@crawfe:
When you use the LAGn function, you need to understand its nature. To recap:
-- LAGn is a queue of N items in memory occupying <item length>*N bytes. If the queue is numeric, <item length> = 8.
-- Every time LAGn is called for the same allocated queue, the item in the front of the queue is ejected (called dequeueing), and the value of the argument enters the rear of the queue (called enqueueing), displacing the rest of the items 1 position towards the front.
-- "For the same allocated queue" means that each time the compiler sees another reference to LAGn, it allocates a separate queue with N items. Thus,
x = lag (x) ;
x = lag (x) ;
is not at all the same as:
do i = 1 to 2 ;
x = lag (x) ;
end ;
This is because in the former case, the compiler has seen 2 LAG references and organized 2 separate, completely independent, queues. Thus, the first x=lag(x) causes the dequeing and enqueueing only in the first LAG queue, and the second x=lag(x) does the same only for the second queue. In the latter case, the compiler sees only one LAG reference and therefore organizes a single LAG queue, so that each time the DO loop iterates, the dequeing and enqueueing occur in the same, single, LAG queue.

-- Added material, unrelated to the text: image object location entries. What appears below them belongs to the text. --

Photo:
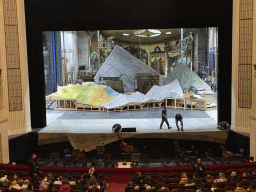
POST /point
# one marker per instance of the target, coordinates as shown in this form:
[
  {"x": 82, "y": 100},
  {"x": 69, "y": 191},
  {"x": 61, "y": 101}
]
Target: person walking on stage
[
  {"x": 33, "y": 165},
  {"x": 164, "y": 119},
  {"x": 178, "y": 118}
]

-- Thus, a LAGn queue cannot be "cleared up" by doing anything with the variables, to which a call to the LAGn function assigns the dequeued value. It can be cleared up only by calling LAGn for the same queue (i.e. in a loop) N times, so that the item currently in the back of the queue is moved forward to the front of it and gets dequeued. The LAGn argument used in this action should be given the value to which you want the queue reinitialized - for example, a missing value or zero. This way, when after that you call LAGn again to create your assigned lag values, the first item dequeued will be that value.
After these prelim notes, it should be clear how to clear your queues before each BY group:
data have ;
input sn count ;
cards ;
11075652 12
11075652 4
11075652 3
11075652 1
11075652 1
11075682 1
11075682 2
11075682 2
11075682 2
11075682 0
11075682 2
run ;
data want ;
if 0 then set have ;
count = 0 ;
do _n_ = 1 to 6 ;
link lag ;
end ;
do until (last.sn) ;
set have ;
by sn ;
link lag ;
cum_sum = sum (count, of lag1-lag6) ;
output ;
end ;
return ;
lag: lag1 = lag1 (count) ;
lag2 = lag2 (count) ;
lag3 = lag3 (count) ;
lag4 = lag4 (count) ;
lag5 = lag5 (count) ;
lag6 = lag6 (count) ;
return ;
run ;
This way, the LAGn variables will remain 0 for the first N records in each BY group, as they should. Alternatively, you can reinitialize the queues with missing values - it won't affect CUM_SUM, but in this case, the LAGn variables will remain missing for the first N records in each BY group, and coding will be a bit terser:
data want ;
do until (last.sn) ;
set have ;
by sn ;
link lag ;
cum_sum = sum (count, of lag1-lag6) ;
output ;
end ;
count = . ;
do _n_ = 1 to 6 ;
link lag ;
end ;
return ;
lag: lag1 = lag1 (count) ;
lag2 = lag2 (count) ;
lag3 = lag3 (count) ;
lag4 = lag4 (count) ;
lag5 = lag5 (count) ;
lag6 = lag6 (count) ;
return ;
run ;
Kind regards
Paul D.